Async profiler overhead on Zing

407 Views Asked by At

Our team is monitoring latency of our application using HdrHistograms. When I attach async profiler to it all percentiles increase dramatically.

OS: Red Hat Enterprise Linux release 8.1 (Ootpa)

JVM: 11.0.8-zing_20.08.2.0-b2-product-linux-X86_64

This is what happens if I attach the profiler with flags -i 1000 -t: enter image description here

This is what happens if I attach the profiler with flags -i 100000 -t: enter image description here

Decreasing sampling frequency obviously decreases overhead, but it still remains large. I have two questions about it:

  1. Are there any other ways to decrease the profiling overhead other than reducing sampling frequency? Maybe there are some magical kernel/JVM flags?
  2. Does this overhead materially distort the profile itself?

Thank you

1

There are 1 best solutions below

1
On BEST ANSWER

The profiling interval is in nanoseconds. You can explicitly specify units, e.g. -i 10ms. In your case, -i 1000 means 1000 nanoseconds, which is not a sane sampling interval: the process will just do continuous sampling instead of the useful work - and, of course, the result profile will not reflect the realistic picture. Start from the default interval (10ms) and decrease it only if absolutely needed.
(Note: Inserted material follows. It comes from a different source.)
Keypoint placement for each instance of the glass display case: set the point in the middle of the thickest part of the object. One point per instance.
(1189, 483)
I have explained the reasonable range in this answer:

As to the profiling interval, 10 ns is roughly 20-50 cpu instructions. It's literally impossible to take samples at such rate. The process will do nothing but spending all time inside the profiler.

The default sampling interval in cpu mode is 10ms. This choice is good enough for profiling in production: for an average application the profiling overhead will be negligible, while the number of samples will be enough to collect a meaningful profile.

1ms interval is usually fine for benchmarks and for profiling real applications for a short period of time. Lower intervals are rarely useful - maybe, only for capturing a profile of a short running piece of code.